第3話 偽

 鎌倉の名物と言えば、生シラスである。

 テレビでも生シラスの名店が度々特集され、観光客は海鮮系の飲食店に行けば「まだ生シラスありますか?」と言う。

 それくらい、生シラスと鎌倉は結びついている。

 しかし。

 貴方が喜んで食べている生シラスは、神奈川近海で水揚げされたもの、とは限らない。


 さて、私は以前、鎌倉駅近くの定食屋でアルバイトをしていた。

 シラス丼、シラスと生シラスの二色丼が定番メニューで、リクエストがあれば生シラス丼も出していた。

 そんな店だが、いつ、何人連れの客が来ようと、生シラスは「あった」。

 他の店が「本日不漁にて生シラスありません」という張り紙を出していようと、その店は生シラスが常にあった。

 観光客は、「生シラスありますか?」と尋ね、店員は「えぇ、ありますよ」と答える。観光客は大喜びで定食屋に入ってくる。

 もちろんそれにはカラクリがある。

 その店が独自のパイプを持っているから、ではない。

 店で使う生シラスは、静岡からパック詰めにして冷凍で運ばれてきたものなのだ。

 神奈川近海で獲れたものではない、しかし「生シラスありますか?」という問いに対して、嘘は吐いていない。

 生シラスは生シラスなのだから。

 神奈川近海産ではなくても、観光客は喜んでそれを食べる。

 私から見たら、明らかにべたっとしていて、近海で獲れたものだったらこうはならないだろうというようなものを。

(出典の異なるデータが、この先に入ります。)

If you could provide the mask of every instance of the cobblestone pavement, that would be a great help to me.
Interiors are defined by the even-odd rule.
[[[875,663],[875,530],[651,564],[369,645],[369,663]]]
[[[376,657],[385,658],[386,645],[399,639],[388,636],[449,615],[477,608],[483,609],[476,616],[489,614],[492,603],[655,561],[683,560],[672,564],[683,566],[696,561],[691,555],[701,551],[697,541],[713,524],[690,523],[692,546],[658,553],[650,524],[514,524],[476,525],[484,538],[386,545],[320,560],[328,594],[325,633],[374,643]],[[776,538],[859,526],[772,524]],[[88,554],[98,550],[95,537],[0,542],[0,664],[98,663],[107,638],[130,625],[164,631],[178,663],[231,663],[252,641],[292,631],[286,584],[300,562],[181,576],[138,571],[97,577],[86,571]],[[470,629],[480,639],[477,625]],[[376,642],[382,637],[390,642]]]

 ちなみに、いかにも近海産らしいうたい文句だったアジフライもカキフライも、どこから買ったか分からないような冷凍ものを、その店は使っていた。

 確かに、「近海産アジフライ」「近海産カキフライ」などとは一言も言っていない。客がそう誤解しそうな文言はあったが。

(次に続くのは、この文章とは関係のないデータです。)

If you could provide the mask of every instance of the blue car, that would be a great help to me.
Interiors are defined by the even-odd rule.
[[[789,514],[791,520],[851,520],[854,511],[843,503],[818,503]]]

 結局その店のバイトは、3か月ほどしか続かなかった。



 本当に近海ものの生シラスを食べたかったら、「本日不漁にて生シラスありません」という張り紙を出している店こそを覚えておくべきだろう。

 その日は生シラスにありつけなくても、そういう店の方が、近海産の生シラスを扱っている可能性は高い。

 観光地価格で静岡産の生シラスを食べていた、という方が、何だかバカバカしくなるではないか。